Road Rage

Jason was practically spitting feathers as we pulled up at the traffic lights.

We’d hadn’t planned this holiday but we’d had a difficult year and we both needed a break. The family rallied round to help us. Mum and Dad with the airfare and my sister Susie and her husband Richard let us use their holiday home in Lanzarote. So, while everyone else was gearing up to bonfire night, I was looking forward to two weeks lazing in the sun. We’d never been there before but the pictures looked great.

Then at the eleventh hour, horror of horrors, we discovered our passports had run out. After several frantic phone calls, we were told to go to the main passport office in the London with all the relevant papers. Rather than risk the train, my brother-in-law lent us his car.

‘At least we should have a straight run,’ Jason said. ‘Not much traffic at this time of day.’
Wrong! There must have been an accident because we were backed up for miles. Crawling along at two miles an hour watching the hands of the clock on the dashboard did nothing for the nerves.

‘We could do with Richard here,’ Jason said gloomily. ‘He’d say a prayer.’

I giggled. Richard is the religious one in the family. I put on one of his CD’s.
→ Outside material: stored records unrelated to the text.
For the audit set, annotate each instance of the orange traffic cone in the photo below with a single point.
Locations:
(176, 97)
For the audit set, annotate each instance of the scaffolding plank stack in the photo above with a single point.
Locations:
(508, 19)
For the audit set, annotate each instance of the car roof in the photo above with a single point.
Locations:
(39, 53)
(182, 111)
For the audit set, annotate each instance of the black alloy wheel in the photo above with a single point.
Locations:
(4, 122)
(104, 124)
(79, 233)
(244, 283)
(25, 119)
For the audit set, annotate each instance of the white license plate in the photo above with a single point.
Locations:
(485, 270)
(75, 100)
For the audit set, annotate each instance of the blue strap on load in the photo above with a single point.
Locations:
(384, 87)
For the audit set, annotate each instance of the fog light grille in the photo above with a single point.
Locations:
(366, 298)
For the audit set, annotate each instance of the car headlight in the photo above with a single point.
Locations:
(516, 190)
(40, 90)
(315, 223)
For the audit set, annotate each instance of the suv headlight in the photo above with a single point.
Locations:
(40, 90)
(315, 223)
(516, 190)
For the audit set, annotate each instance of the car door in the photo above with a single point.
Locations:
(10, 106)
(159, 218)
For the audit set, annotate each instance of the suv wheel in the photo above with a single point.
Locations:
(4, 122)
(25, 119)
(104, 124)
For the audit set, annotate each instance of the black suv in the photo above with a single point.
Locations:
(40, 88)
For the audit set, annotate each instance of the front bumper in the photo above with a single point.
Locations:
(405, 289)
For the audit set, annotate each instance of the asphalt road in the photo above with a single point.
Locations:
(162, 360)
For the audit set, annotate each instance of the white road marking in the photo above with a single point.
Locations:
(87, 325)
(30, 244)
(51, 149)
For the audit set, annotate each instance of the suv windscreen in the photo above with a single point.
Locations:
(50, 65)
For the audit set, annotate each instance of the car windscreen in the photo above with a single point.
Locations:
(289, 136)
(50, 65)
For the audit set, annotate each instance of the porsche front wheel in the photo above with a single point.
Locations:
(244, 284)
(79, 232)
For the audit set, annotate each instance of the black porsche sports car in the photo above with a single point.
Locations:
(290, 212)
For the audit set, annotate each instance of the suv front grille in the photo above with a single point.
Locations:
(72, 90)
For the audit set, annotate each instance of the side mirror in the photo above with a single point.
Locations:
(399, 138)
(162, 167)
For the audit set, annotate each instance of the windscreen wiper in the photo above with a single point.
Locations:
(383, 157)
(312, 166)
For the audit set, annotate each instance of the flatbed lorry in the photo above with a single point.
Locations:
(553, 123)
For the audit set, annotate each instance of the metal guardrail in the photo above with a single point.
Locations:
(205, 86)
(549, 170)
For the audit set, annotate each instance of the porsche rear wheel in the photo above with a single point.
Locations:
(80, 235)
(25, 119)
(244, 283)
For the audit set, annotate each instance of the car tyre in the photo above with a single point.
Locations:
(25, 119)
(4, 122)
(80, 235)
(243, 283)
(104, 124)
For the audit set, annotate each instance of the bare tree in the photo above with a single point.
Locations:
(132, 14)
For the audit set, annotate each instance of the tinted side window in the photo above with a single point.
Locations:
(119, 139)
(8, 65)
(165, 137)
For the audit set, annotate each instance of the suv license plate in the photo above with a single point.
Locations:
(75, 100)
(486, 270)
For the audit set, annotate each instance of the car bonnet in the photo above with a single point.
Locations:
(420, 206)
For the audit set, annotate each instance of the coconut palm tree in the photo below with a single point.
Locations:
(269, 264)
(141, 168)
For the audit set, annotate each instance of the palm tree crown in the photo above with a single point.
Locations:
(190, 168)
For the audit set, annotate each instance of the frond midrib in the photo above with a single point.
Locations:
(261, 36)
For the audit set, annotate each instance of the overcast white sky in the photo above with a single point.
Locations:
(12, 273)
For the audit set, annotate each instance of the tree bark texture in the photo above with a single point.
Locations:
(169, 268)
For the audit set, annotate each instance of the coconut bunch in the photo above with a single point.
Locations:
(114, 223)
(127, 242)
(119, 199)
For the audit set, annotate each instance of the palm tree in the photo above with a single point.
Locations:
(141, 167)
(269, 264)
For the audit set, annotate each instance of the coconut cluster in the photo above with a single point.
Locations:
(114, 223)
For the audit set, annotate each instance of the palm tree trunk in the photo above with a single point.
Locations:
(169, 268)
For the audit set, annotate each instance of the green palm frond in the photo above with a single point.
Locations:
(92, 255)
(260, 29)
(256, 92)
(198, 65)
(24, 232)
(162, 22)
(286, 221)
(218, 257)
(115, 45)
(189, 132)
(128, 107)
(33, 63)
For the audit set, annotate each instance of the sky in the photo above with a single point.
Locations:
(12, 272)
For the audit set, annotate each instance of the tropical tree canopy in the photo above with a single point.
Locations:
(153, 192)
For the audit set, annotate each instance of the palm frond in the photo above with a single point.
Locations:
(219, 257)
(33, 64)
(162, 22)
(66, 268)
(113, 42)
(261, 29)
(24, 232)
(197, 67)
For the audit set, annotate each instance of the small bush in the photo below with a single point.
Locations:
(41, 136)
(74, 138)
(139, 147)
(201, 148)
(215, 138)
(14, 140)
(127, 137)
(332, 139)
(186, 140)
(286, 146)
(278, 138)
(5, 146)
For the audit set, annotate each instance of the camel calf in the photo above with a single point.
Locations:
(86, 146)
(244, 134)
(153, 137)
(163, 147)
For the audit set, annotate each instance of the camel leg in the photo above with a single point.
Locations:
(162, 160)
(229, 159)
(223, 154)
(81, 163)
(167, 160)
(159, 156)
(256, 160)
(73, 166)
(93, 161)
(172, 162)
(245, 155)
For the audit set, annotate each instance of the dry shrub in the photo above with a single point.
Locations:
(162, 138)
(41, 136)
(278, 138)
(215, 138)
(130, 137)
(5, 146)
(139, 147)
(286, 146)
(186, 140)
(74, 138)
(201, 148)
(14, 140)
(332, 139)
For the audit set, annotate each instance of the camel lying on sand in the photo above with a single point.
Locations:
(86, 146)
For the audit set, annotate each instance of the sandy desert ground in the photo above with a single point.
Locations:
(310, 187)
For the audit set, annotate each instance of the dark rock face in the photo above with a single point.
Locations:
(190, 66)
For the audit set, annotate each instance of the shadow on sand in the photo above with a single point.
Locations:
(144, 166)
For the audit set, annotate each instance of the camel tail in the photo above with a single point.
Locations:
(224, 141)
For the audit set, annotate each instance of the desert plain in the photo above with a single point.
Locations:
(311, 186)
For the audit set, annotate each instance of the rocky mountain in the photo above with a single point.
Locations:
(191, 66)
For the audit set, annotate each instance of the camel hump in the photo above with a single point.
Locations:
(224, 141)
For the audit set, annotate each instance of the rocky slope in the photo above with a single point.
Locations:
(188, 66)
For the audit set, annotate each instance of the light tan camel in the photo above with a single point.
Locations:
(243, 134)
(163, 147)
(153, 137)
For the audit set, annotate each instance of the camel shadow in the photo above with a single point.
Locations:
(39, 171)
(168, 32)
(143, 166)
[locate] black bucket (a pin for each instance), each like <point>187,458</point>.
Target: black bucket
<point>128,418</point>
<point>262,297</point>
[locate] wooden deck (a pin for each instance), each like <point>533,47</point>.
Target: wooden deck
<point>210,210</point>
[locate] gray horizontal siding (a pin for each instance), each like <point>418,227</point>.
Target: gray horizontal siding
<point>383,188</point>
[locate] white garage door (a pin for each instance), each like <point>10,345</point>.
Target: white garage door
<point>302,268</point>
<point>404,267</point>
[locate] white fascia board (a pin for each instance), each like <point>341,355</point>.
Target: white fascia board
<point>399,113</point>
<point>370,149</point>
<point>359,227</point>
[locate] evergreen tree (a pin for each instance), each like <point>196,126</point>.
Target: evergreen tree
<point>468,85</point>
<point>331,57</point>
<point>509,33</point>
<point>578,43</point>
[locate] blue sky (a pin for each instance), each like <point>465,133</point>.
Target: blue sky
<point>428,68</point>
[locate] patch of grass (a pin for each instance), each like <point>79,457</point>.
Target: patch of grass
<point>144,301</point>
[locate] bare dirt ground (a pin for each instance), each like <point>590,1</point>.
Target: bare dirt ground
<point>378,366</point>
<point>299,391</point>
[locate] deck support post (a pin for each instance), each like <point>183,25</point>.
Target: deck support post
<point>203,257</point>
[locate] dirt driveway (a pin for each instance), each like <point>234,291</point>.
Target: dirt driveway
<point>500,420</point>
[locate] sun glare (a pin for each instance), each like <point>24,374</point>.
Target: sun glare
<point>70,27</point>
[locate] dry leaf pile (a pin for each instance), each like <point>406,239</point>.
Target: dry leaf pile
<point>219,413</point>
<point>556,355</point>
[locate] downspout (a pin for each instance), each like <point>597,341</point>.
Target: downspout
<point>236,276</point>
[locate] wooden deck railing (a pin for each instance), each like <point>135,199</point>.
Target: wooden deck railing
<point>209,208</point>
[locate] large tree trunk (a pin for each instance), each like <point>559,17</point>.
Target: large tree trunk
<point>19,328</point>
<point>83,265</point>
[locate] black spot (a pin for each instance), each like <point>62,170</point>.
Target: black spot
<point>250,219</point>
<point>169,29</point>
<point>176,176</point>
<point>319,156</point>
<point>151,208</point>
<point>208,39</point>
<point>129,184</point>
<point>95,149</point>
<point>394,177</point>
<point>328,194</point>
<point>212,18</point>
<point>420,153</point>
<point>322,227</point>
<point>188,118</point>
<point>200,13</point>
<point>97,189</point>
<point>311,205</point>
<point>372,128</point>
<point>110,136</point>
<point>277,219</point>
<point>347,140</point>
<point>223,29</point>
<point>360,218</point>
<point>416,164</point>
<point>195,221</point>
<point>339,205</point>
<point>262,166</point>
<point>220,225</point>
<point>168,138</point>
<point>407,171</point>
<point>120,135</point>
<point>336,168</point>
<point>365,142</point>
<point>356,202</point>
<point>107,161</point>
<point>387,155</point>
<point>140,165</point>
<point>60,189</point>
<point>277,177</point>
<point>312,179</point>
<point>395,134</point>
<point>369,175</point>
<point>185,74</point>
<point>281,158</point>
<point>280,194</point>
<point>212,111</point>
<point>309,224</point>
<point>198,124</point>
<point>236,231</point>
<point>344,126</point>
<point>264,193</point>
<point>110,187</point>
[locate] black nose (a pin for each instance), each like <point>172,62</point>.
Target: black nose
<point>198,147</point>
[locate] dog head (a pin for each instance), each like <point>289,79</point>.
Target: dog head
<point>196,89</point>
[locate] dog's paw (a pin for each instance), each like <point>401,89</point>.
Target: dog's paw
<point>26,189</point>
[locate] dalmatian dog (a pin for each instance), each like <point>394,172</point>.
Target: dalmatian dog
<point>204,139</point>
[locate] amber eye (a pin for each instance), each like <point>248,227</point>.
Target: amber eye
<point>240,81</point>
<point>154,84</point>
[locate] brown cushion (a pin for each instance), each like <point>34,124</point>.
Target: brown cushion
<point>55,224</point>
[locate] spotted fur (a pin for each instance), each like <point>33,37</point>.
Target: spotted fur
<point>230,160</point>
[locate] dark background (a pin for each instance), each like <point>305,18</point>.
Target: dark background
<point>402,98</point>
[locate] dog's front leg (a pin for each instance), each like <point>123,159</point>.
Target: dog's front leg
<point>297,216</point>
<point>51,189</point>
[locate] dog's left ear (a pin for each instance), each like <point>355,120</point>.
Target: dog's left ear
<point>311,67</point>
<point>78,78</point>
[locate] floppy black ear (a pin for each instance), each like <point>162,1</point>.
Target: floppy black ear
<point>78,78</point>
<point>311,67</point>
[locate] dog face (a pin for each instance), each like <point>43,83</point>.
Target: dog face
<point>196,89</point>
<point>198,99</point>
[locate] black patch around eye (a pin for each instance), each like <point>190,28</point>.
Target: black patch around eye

Not my taste but I tried to concentrate on the music and calm my nerves.

A Fiat Punto pulled up behind us and beeped his horn. 

Jason ignored him. ‘Shall I turn off at the next junction? It may add a few miles but at least we’d be moving.’

‘Go for it,’ I said but when we got nearer the junction, the traffic had slowed and the centre lane seemed a little quicker. Now we were doing eight miles an hour. The Fiat turned off the motorway.

‘Thank goodness for that,’ said Jason. 

We carried on for a few more miles gradually picking up speed. I looked at my watch. What if we had a long wait at the passport office? There’d be no way we’d get back to the airport in time. My stomach was in knots. We heard police sirens and slowed to a crawl.

Jason groaned. ‘What now?’

The police car squeezed passed us and raced on. We finally reached the cause of all the problems half an hour later. A crate of chickens had fallen off a lorry and the police were chasing them up the motorway bank. On any other occasion, we’d have laughed, but not today. The tension in the car was palpable.

At the next intersection, a flood of cars poured onto the motorway and the same Fiat moved in behind us and beeped again.

‘Oh no!’ I wailed. ‘Not him again?’

Jason glanced at the rear view mirror. ‘What is he up to? Daft bat, he’s waving now.’

I turned to look and sure enough he was smiling and waving at us as if we were famous or something. Jason gave him one finger. The traffic moved on and we picked up speed.

‘We might still do it,’ Jason said.

But of course, it didn’t last. The Fiat stayed right behind us as we ran into yet another hold up. 

‘You should have checked those passports,’ Jason grumbled.

‘Oh,’ I snapped, ‘so now it’s all my fault is it?’

‘And change that blessed CD,’ he bellowed. ‘Put something else on, you know I can’t stand all that religious stuff.’

‘Well there isn’t anything else!’ I yelled throwing the switch.

The guy in the Fiat beeped again.

‘What is it with that idiot?’ Jason snarled. 

I turned around. He had the silliest grin on his face and he was pointing upwards.

‘I think he’s laughing because we’re arguing,’ I said.

The sign for the city came up. We turned off the motorway and pulled up at some traffic lights. The Fiat pulled up right behind us, and would you believe it, he honked his horn again.

Jason was out of the car in a flash.

‘Let it go, Jas, we’re late enough already,’ I shrieked as I snatched at the back of his shirt, but he wasn’t listening. 

When I got out a couple of other car drivers locked their doors and the woman in the car next to us was on her mobile. The bloke in the Fiat wound his window down and leaned out which was pretty stupid because anyone could see Jason was so mad, he was on the verge of landing him one.

‘What in the blue blazes do you think you’re doing?’ Jason bellowed.

I grabbed Jason’s arm, but he jerked me away.  

At once the driver’s smiled died and he went deathly pale. I thought Jason was going to grab him and throttle him there and then but the bloke began pointing at the back of Richard’s car. ‘I was only doing what you asked, mate.’ 

Jason looked puzzled. Come to that, I was puzzled.

Then we looked back and saw the sticker on the back window of Richard’s car.